Smith v. King’s Grant Condominium, 418 Pa.Super. at 265, 614 A.2d at 263. In addition, appellant’s failure to properly plead absolute nuisance properly is even more understandable in light of the fact that the confusion regarding the correct theory under which to proceed was compounded by the trial court’s erroneous assertions that absolute nuisance was inapplicable because appellant was a “part owner” of the sewer line in question. (N.T. pp. 40-44).

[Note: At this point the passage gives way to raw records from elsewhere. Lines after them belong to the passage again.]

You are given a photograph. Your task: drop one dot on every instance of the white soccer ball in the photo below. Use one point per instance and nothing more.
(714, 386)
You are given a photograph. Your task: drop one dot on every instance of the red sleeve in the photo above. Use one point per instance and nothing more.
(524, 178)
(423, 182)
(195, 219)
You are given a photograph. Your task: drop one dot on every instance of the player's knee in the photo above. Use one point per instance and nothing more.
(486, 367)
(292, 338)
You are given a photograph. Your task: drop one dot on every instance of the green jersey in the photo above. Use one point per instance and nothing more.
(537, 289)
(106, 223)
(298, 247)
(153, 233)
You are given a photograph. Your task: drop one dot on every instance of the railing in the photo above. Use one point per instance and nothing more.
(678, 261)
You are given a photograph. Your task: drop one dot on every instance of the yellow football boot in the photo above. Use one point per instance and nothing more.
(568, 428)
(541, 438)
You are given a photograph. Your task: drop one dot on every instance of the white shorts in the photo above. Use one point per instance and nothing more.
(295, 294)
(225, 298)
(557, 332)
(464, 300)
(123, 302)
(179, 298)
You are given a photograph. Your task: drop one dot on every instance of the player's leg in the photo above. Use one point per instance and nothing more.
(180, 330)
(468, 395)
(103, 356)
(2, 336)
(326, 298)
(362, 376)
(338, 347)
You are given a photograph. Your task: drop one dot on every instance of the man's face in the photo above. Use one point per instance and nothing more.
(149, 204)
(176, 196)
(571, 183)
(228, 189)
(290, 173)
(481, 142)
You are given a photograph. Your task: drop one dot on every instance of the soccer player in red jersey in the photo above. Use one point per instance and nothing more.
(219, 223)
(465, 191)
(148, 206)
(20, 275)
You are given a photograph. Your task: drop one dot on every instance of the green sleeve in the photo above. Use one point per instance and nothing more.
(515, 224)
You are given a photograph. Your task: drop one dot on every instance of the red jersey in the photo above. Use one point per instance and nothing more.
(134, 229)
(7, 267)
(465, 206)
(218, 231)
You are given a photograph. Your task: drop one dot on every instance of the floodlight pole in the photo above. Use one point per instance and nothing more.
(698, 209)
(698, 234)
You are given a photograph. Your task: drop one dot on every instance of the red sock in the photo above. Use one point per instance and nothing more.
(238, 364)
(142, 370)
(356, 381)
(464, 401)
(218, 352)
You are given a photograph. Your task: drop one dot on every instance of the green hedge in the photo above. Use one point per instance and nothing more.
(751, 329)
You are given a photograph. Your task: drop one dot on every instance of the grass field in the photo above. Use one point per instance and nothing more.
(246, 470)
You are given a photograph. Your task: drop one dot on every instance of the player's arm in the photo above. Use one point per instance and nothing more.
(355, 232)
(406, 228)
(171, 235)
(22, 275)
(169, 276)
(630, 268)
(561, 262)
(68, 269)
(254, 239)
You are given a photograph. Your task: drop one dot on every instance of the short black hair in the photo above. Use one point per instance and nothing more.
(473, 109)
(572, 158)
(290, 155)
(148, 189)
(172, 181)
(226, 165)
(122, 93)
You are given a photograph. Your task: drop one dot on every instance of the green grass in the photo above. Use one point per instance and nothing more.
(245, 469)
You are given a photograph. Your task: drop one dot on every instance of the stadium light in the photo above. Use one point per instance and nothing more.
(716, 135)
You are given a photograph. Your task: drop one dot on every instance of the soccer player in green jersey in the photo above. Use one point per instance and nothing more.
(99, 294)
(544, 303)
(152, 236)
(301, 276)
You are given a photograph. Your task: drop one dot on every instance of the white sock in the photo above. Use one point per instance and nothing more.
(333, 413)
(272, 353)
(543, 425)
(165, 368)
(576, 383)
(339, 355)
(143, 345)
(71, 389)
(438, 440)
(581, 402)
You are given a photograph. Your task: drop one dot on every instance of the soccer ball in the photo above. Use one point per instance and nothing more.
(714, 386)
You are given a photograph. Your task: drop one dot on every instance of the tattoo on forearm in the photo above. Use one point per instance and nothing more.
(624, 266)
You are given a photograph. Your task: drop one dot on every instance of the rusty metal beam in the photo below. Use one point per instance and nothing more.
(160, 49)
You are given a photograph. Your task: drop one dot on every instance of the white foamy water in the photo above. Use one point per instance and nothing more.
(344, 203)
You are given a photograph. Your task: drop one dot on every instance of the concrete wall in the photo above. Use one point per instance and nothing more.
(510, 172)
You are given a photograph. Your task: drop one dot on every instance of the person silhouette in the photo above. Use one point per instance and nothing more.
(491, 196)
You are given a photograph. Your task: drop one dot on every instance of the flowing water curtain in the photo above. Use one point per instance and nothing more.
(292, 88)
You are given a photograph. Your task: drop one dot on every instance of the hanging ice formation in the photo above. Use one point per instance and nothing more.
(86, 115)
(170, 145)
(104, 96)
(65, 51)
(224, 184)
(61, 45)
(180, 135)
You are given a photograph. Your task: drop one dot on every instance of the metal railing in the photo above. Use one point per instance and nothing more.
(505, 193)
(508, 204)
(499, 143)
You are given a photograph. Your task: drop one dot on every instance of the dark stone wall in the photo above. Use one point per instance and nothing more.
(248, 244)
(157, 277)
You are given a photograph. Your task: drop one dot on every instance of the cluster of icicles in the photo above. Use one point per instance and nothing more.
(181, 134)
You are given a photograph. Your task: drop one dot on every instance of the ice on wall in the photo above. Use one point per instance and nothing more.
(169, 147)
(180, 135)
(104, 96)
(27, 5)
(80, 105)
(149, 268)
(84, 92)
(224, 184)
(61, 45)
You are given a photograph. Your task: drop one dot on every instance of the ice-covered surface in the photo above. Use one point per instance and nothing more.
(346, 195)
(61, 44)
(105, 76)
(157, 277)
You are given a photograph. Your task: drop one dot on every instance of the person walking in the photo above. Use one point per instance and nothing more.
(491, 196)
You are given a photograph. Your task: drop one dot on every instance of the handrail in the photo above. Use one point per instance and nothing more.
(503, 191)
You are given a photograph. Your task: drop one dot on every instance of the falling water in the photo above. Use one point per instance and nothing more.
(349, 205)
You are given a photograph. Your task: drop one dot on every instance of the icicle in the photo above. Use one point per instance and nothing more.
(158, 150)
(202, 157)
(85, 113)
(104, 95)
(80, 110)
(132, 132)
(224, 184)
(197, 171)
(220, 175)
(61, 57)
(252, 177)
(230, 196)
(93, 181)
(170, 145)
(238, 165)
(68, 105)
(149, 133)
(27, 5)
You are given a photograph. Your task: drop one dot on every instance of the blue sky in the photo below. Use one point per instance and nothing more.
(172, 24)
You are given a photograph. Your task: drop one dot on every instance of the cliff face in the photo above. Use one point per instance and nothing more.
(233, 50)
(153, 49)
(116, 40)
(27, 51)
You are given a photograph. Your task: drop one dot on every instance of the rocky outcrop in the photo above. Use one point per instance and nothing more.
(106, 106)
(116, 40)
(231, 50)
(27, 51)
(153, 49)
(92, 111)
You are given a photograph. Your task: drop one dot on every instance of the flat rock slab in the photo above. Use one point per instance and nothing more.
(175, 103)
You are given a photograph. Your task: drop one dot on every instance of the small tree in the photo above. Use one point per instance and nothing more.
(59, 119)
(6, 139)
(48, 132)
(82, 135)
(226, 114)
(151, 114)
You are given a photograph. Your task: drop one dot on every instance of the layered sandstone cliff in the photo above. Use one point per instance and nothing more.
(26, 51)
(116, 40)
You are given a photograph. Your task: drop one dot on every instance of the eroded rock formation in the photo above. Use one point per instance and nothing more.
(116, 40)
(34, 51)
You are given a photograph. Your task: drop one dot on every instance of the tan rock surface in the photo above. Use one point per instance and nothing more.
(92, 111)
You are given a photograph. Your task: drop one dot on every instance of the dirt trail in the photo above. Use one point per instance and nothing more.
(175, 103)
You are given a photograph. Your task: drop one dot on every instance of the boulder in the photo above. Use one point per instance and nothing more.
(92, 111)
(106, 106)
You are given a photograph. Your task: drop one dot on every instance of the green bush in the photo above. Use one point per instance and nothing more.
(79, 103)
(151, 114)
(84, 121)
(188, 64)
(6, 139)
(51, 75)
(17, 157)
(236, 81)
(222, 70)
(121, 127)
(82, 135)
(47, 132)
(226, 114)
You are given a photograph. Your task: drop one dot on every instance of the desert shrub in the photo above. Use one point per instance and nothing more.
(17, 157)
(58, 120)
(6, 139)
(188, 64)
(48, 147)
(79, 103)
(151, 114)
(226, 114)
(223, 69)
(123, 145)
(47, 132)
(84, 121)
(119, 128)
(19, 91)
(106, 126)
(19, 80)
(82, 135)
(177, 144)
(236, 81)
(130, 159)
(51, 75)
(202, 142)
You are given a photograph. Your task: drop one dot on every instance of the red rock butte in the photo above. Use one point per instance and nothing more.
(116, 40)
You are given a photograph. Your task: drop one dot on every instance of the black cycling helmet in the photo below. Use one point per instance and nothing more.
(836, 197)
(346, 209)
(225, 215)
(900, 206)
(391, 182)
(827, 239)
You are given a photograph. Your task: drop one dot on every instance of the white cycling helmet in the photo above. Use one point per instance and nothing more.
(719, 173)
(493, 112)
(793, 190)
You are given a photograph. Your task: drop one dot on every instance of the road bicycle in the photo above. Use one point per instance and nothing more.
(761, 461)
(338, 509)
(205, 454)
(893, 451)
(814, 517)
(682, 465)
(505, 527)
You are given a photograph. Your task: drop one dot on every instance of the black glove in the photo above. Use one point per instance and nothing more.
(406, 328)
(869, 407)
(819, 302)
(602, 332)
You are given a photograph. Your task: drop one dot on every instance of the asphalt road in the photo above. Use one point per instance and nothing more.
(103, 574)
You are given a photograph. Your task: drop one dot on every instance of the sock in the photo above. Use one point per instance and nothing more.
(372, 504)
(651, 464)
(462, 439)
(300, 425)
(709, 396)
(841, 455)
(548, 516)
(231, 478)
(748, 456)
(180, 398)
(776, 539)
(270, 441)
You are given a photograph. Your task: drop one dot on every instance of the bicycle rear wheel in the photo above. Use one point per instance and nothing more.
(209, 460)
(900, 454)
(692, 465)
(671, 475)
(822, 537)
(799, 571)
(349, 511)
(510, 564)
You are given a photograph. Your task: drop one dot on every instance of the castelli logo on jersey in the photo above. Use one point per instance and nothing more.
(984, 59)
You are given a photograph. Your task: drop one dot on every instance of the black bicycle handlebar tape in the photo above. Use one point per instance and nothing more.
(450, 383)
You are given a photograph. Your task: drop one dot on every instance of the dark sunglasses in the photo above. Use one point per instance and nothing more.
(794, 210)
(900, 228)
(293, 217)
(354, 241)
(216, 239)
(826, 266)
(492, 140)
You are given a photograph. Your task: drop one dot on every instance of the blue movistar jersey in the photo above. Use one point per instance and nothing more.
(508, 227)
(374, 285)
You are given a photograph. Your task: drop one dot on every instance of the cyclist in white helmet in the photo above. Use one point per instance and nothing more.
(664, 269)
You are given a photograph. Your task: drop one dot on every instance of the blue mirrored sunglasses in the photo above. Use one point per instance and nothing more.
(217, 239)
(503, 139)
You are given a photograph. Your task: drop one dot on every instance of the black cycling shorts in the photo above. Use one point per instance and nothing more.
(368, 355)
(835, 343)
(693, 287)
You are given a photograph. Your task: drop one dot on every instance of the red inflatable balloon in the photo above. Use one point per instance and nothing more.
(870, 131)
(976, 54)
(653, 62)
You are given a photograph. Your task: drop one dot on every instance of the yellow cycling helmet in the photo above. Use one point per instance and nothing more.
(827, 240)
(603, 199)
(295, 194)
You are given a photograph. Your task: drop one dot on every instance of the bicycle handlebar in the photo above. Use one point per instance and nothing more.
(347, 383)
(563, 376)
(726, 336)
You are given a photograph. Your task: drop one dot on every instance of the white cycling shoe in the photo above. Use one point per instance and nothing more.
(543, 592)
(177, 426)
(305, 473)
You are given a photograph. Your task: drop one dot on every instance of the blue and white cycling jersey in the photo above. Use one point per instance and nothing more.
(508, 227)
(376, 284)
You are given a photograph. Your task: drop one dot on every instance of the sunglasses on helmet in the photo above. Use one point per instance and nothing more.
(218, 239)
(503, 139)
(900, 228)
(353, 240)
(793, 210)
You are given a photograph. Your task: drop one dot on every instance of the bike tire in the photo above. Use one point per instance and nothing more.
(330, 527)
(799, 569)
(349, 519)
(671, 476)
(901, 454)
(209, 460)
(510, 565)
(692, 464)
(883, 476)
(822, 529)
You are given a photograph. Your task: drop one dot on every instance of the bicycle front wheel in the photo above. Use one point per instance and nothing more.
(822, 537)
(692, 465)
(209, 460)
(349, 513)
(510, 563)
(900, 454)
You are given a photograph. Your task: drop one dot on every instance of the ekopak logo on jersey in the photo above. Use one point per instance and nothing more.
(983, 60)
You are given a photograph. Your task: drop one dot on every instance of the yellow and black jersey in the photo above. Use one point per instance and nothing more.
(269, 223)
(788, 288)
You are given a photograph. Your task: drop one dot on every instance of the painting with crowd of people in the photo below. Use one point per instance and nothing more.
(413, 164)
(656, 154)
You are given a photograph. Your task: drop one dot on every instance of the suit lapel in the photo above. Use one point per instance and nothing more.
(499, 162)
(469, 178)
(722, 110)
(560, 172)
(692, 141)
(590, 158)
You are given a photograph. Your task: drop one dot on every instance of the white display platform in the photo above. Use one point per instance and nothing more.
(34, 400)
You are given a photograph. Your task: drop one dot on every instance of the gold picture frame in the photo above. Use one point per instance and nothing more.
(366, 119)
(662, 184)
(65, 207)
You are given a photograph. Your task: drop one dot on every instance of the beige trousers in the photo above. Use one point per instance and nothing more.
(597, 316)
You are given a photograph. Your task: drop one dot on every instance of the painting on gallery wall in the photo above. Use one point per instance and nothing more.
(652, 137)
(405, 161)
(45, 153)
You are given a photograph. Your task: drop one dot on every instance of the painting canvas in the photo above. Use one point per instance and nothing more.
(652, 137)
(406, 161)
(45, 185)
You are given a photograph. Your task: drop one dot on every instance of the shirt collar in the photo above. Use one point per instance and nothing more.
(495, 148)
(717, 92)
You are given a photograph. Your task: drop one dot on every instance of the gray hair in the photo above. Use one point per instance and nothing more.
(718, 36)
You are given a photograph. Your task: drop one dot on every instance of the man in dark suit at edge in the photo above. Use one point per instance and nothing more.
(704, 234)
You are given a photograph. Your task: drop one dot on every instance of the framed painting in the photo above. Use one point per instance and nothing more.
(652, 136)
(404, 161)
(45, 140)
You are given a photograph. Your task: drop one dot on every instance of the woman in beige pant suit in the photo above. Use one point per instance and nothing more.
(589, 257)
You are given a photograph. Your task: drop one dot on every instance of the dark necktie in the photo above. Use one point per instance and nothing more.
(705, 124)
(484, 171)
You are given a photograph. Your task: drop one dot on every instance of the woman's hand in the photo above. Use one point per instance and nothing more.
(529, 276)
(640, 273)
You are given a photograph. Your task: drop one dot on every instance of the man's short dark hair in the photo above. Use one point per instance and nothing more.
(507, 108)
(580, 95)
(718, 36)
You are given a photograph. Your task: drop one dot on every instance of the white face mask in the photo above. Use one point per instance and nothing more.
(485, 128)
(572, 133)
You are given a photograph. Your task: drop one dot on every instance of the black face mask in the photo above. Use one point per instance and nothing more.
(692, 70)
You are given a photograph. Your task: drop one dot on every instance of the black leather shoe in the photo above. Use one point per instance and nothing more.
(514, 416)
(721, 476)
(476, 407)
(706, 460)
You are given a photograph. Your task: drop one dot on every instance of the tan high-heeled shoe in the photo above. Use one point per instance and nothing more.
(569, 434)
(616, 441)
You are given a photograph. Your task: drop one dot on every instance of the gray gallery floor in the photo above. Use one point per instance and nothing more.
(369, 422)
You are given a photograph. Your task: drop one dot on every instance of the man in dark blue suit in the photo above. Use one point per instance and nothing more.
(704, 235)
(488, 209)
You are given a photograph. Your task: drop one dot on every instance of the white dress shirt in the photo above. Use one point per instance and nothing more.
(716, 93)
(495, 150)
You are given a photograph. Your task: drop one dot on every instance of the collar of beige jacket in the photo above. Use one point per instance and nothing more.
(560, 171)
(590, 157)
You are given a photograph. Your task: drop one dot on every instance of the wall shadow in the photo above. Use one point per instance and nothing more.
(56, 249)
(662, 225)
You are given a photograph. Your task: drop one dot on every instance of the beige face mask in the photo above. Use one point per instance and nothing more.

Furthermore, this confusion regarding the correct legal theory under which to proceed had left all parties on notice that any applicable theory of tort would be considered. Thus, appellee cannot claim to have been prejudiced by unfair surprise if this court were to hold that appellant has established a cause of action on the basis of absolute nuisance. Indeed, it appears that appellee was well aware that appellant was actually pursuing a theory of strict liability, as evidenced by the following remark by defense counsel during pre-trial discussions:
*64MR. GLASSER (defense counsel): ... He’s trying to divert you into a strict liability on one hand, saying no it’s not strict liability, but then he’s arguing it is.
(N.T., p. 32).
Under these circumstances, I would reverse the order of the Superior court, and hold that in addition to establishing a claim under res ipsa loquitur appellant has established a claim under absolute nuisance. The majority, however, chooses to deny appellant relief solely due to her counsel’s misnomer. I am unable to agree with such a holding for it clearly elevates form over substance and in doing so forces appellant to bear the losses caused by a malfunctioning sewer system over which she had no control. Such a result is hardly in accord with our duty as a court of law to do justice, accordingly I dissent.
PAPADAKOS, J., joins in this dissenting opinion.